Step 2: Use the aggregate() function to determine the proportion of male vs. female subjects that experience side-effects in the different drug dosage groups.
prop.se <- function(x) {
y <- sum(x == "yes") / length(x)
return(y)
}
prop.se.mf <- aggregate(side.effects ~ treatment + sex, FUN = prop.se, data = d2)
prop.se.mf
## treatment sex side.effects
## 1 1 female 0.200
## 2 2 female 0.450
## 3 3 female 0.300
## 4 4 female 0.350
## 5 5 female 0.500
## 6 6 female 0.400
## 7 7 female 0.600
## 8 8 female 0.700
## 9 9 female 0.725
## 10 10 female 0.925
## 11 1 male 0.300
## 12 2 male 0.275
## 13 3 male 0.325
## 14 4 male 0.475
## 15 5 male 0.350
## 16 6 male 0.550
## 17 7 male 0.700
## 18 8 male 0.750
## 19 9 male 0.775
## 20 10 male 0.875
How does the prevalence of side-effects change with dosage in male vs. female subjects? Can you tell from the resulting table?
YOUR ANSWER:
The prevalence of side-effects changes with dosage in males and females in a similar way, it increases with treatment level in both.

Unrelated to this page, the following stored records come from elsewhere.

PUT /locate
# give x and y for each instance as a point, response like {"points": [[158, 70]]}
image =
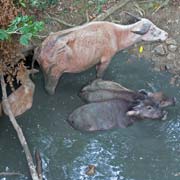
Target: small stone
{"points": [[171, 56], [160, 50], [171, 41], [172, 48]]}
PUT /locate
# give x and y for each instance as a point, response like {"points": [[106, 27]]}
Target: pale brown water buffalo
{"points": [[77, 49]]}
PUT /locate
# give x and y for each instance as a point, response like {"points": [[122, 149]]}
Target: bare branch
{"points": [[19, 131], [10, 174]]}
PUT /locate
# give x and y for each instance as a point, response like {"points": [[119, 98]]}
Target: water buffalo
{"points": [[77, 49], [100, 90], [113, 113]]}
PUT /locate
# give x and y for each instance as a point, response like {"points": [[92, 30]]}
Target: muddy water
{"points": [[148, 150]]}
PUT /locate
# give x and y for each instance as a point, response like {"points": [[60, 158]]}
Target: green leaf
{"points": [[3, 34], [24, 39]]}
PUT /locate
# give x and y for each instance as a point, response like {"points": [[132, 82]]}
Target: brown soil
{"points": [[76, 12]]}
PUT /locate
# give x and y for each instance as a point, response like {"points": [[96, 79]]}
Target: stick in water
{"points": [[18, 129]]}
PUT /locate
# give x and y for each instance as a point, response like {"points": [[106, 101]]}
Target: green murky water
{"points": [[148, 150]]}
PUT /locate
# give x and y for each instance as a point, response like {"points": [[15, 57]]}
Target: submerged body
{"points": [[116, 113], [101, 90]]}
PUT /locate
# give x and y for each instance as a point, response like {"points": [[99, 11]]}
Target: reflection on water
{"points": [[148, 150]]}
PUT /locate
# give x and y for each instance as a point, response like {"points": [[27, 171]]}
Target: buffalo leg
{"points": [[101, 69]]}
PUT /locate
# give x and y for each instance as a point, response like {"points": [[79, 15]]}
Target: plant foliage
{"points": [[25, 26]]}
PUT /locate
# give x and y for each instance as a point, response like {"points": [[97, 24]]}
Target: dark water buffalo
{"points": [[112, 105], [100, 90], [113, 113]]}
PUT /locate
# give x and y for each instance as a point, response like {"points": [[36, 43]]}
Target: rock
{"points": [[172, 48], [171, 56], [170, 41], [160, 50]]}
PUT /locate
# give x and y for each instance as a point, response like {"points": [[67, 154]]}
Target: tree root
{"points": [[19, 131]]}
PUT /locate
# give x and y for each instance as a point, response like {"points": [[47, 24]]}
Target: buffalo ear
{"points": [[132, 113], [136, 18], [143, 30]]}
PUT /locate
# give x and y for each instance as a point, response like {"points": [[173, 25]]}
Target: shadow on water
{"points": [[148, 150]]}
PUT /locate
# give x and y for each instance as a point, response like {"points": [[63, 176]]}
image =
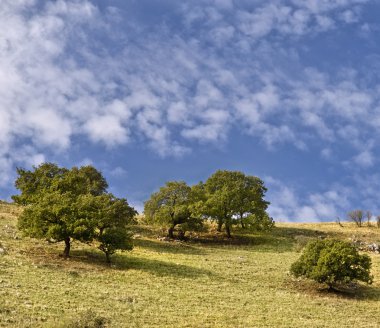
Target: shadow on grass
{"points": [[172, 247], [260, 242], [87, 259], [162, 268], [354, 292], [288, 232]]}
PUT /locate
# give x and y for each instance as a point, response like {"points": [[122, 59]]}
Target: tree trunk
{"points": [[228, 230], [108, 257], [171, 232], [66, 252], [220, 223]]}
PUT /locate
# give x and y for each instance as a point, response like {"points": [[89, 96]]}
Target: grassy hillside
{"points": [[208, 283]]}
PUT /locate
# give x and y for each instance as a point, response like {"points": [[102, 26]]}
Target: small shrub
{"points": [[357, 217], [332, 262]]}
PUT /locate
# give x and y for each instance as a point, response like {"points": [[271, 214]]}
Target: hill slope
{"points": [[169, 284]]}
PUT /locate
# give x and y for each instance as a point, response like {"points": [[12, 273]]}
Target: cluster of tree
{"points": [[359, 216], [227, 197], [64, 204], [333, 262]]}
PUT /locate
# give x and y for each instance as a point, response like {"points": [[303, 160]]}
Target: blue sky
{"points": [[152, 91]]}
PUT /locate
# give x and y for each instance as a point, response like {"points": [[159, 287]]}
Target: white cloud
{"points": [[287, 205]]}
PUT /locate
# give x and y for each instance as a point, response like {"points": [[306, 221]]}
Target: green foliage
{"points": [[62, 204], [232, 196], [172, 206], [332, 262]]}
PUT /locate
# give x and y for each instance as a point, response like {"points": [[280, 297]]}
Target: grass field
{"points": [[206, 283]]}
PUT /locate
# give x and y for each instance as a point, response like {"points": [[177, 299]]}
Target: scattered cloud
{"points": [[70, 69]]}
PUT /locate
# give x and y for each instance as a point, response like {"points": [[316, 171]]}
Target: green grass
{"points": [[210, 282]]}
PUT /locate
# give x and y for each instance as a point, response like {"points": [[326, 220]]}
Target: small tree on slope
{"points": [[332, 262], [63, 204]]}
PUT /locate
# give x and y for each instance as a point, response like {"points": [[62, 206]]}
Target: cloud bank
{"points": [[191, 78]]}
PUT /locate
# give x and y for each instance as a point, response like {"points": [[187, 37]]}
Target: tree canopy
{"points": [[228, 197], [232, 196], [332, 262], [172, 206], [63, 204]]}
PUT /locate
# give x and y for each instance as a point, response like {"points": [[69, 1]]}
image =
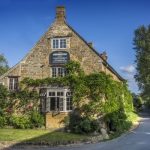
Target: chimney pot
{"points": [[60, 14], [90, 44]]}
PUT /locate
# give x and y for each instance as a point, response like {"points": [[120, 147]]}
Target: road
{"points": [[138, 139]]}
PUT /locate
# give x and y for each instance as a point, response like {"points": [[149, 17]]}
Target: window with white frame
{"points": [[59, 100], [13, 83], [58, 72], [2, 83], [69, 101], [59, 43]]}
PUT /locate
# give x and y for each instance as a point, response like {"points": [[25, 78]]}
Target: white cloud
{"points": [[128, 69]]}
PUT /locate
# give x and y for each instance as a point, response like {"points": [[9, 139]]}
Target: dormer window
{"points": [[59, 43]]}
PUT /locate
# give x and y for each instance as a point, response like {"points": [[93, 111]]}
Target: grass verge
{"points": [[39, 136]]}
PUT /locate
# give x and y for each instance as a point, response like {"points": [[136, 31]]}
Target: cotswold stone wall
{"points": [[30, 66]]}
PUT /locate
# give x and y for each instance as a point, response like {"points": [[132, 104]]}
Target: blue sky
{"points": [[109, 24]]}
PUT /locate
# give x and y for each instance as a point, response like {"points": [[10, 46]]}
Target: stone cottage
{"points": [[56, 47]]}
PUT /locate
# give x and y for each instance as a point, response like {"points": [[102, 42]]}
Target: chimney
{"points": [[60, 14], [90, 44], [104, 55]]}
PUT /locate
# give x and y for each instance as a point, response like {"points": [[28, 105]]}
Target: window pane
{"points": [[62, 43], [55, 43], [60, 104], [13, 83], [53, 72], [69, 103]]}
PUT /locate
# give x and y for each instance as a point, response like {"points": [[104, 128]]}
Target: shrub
{"points": [[3, 121], [117, 121], [20, 122], [36, 119], [78, 124]]}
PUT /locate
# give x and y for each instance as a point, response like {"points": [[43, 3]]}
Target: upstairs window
{"points": [[59, 43], [59, 57], [58, 72], [13, 83]]}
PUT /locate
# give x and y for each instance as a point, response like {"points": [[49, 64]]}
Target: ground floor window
{"points": [[13, 83], [58, 100], [58, 72]]}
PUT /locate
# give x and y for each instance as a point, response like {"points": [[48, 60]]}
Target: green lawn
{"points": [[39, 136]]}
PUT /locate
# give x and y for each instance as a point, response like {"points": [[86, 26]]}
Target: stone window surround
{"points": [[1, 83], [59, 41], [13, 83], [64, 97], [57, 71]]}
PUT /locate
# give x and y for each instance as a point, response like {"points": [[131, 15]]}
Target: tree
{"points": [[142, 49], [3, 64]]}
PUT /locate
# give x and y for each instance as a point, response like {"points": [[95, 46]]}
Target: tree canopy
{"points": [[142, 49], [3, 64]]}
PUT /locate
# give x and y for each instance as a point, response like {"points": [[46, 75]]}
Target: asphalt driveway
{"points": [[138, 139]]}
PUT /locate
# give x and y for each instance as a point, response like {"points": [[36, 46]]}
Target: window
{"points": [[58, 100], [58, 72], [59, 43], [59, 57], [69, 101], [13, 83], [56, 104], [1, 83]]}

Use the plot() function to create a figure for the side effect data. First, plot the proportion proportion of males with side effects as a function of treatment level. Then, overlay the same data for females. Don’t forget your legend and informative axis titles!

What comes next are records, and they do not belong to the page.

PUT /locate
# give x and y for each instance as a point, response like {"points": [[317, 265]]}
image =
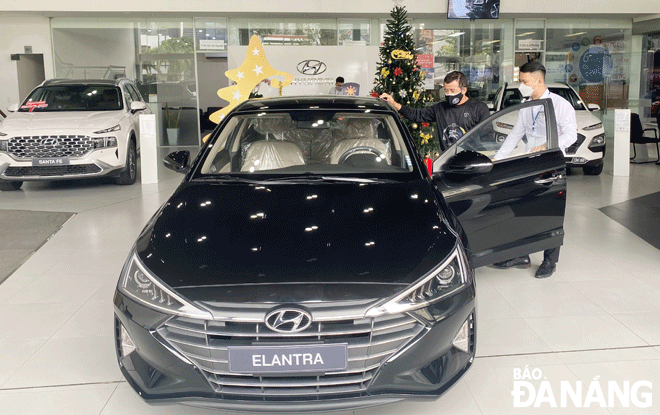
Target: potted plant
{"points": [[172, 120]]}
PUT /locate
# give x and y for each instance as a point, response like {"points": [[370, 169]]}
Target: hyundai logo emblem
{"points": [[288, 320], [311, 67], [52, 142]]}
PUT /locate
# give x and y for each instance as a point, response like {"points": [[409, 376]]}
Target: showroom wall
{"points": [[540, 8], [104, 47], [16, 32]]}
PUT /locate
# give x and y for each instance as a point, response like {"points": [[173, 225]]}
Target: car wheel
{"points": [[130, 171], [494, 10], [8, 186], [594, 170]]}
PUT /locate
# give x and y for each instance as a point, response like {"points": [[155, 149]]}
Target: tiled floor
{"points": [[596, 320]]}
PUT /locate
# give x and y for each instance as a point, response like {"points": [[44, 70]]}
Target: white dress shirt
{"points": [[531, 123]]}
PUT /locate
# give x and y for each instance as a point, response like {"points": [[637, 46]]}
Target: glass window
{"points": [[293, 32], [475, 49], [353, 32], [313, 141], [650, 91], [593, 57], [211, 34]]}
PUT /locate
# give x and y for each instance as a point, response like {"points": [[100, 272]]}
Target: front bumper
{"points": [[104, 162], [168, 366]]}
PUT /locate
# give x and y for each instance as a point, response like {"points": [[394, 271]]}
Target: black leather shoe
{"points": [[545, 270], [520, 262]]}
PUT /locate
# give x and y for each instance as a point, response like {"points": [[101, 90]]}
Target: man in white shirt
{"points": [[531, 124], [336, 90]]}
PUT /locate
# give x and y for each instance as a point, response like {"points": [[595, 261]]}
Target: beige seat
{"points": [[360, 132], [270, 155]]}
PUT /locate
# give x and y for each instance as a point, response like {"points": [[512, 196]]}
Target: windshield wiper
{"points": [[318, 178], [227, 178]]}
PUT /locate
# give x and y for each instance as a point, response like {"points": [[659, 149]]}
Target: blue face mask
{"points": [[453, 100]]}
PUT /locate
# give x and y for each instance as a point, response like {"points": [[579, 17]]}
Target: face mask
{"points": [[525, 90], [453, 100]]}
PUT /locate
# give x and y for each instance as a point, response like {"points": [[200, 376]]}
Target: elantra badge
{"points": [[288, 320]]}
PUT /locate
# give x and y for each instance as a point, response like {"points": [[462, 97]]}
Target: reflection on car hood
{"points": [[215, 234], [28, 121]]}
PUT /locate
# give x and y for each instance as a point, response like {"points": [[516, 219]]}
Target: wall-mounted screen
{"points": [[473, 9]]}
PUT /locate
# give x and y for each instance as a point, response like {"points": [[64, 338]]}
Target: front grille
{"points": [[371, 341], [47, 171], [573, 148], [48, 146]]}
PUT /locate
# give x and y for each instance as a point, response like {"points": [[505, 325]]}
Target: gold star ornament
{"points": [[254, 69]]}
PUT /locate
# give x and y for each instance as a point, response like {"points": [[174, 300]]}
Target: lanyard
{"points": [[534, 118]]}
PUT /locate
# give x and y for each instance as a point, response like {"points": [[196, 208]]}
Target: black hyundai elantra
{"points": [[308, 261]]}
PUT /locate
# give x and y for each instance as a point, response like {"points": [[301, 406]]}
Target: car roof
{"points": [[514, 85], [66, 81], [314, 102]]}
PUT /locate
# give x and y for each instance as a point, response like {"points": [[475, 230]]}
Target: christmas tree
{"points": [[399, 75]]}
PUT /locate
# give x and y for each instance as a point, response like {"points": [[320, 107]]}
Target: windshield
{"points": [[309, 142], [73, 98], [514, 97]]}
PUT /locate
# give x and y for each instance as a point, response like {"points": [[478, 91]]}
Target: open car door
{"points": [[513, 205]]}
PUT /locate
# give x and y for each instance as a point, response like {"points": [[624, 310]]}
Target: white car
{"points": [[589, 149], [72, 129]]}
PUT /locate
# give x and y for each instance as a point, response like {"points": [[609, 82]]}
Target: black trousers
{"points": [[551, 255]]}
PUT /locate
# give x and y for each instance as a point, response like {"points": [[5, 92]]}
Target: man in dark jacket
{"points": [[454, 116]]}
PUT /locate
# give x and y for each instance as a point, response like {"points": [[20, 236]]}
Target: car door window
{"points": [[135, 95], [127, 96], [514, 132]]}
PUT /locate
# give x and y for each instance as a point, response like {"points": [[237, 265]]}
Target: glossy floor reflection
{"points": [[596, 318]]}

You will first need to subset the data into a dataframe for males and a dataframe for females
prop.se.f <- prop.se.mf[prop.se.mf$sex == "female",]
prop.se.m <- prop.se.mf[prop.se.mf$sex == "male",]

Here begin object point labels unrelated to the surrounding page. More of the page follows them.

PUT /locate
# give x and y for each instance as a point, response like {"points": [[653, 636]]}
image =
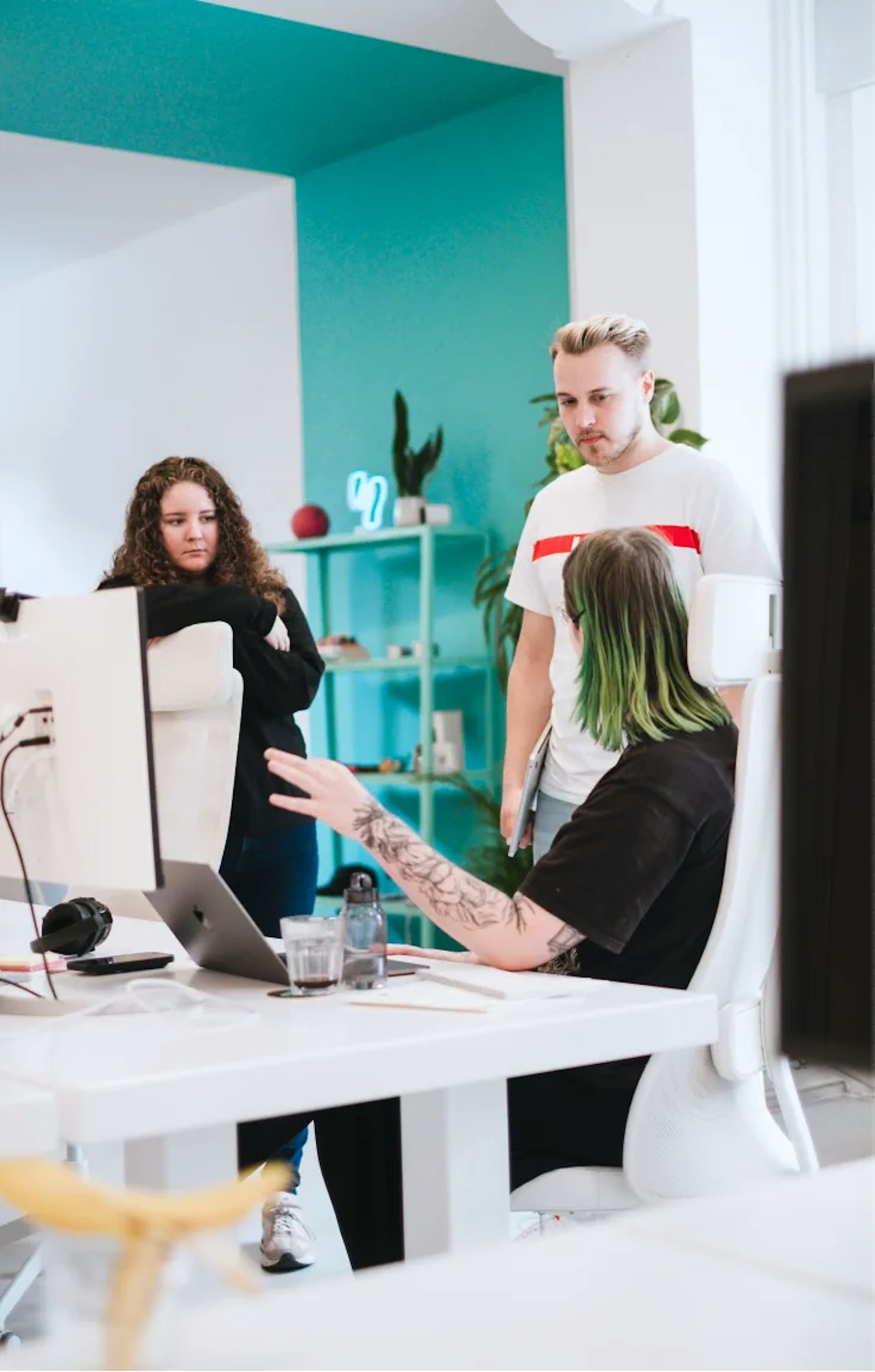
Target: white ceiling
{"points": [[65, 202], [464, 28]]}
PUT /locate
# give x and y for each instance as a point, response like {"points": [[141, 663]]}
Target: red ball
{"points": [[311, 522]]}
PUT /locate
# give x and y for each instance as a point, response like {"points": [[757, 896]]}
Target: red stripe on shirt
{"points": [[679, 535]]}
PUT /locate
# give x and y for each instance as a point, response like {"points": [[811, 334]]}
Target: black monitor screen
{"points": [[826, 929]]}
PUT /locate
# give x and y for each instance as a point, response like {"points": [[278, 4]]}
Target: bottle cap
{"points": [[361, 890]]}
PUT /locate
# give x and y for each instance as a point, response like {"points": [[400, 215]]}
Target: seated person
{"points": [[627, 892]]}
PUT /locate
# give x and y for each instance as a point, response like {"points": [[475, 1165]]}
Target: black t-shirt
{"points": [[274, 685], [638, 867]]}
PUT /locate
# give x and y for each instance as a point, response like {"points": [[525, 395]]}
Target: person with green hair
{"points": [[627, 892]]}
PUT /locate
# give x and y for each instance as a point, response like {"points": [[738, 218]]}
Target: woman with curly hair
{"points": [[191, 548]]}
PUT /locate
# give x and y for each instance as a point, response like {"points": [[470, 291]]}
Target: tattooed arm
{"points": [[509, 932]]}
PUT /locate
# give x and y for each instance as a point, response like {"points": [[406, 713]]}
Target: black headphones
{"points": [[74, 928]]}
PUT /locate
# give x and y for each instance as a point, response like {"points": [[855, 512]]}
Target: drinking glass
{"points": [[313, 953]]}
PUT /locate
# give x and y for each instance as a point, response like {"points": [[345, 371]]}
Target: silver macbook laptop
{"points": [[217, 932], [212, 924]]}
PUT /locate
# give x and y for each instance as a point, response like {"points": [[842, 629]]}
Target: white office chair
{"points": [[195, 698], [700, 1124]]}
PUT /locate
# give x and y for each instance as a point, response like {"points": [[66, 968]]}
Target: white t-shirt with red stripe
{"points": [[693, 501]]}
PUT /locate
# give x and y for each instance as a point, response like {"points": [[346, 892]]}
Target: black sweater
{"points": [[274, 684]]}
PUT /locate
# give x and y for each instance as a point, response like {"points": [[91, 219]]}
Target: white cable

plot(prop.se.f$treatment, prop.se.f$side.effects,
lwd = 1.5,
col = "red",
xlab = "Treatment Level",
ylab = "Proportion Sick",
ylim = c(.15, .95))
points(prop.se.m$treatment, prop.se.m$side.effects,
lwd = 1.5,
col = "blue")
legend("topleft",
legend = c("Males", "Females"),
col = c("blue", "red"),
lwd = 1.5)
The degree of side effects can be thought of as the “cost” of the drug, and the reduction in illness can be thought of as the “benefit” of the drug. Compare the graphs you made for drug efficacy (Task 2 Question 3) and side effects (Task 3 Question 2). As a doctor, what dosage would you recommend for males and for females, and why?
YOUR ANSWER:
If I were a doctor I would recommend giving dosage at 6 for men and probably 3 for women since the drug works best at those values in respect to limiting the side effects. Side effects prevent a strong dose for men, who benefit from a higher dose, and force females to take slightly higher since the results show that level two is an outlier proportion for side effects and taking less increases the prevalence of disease in females according to the first graph made.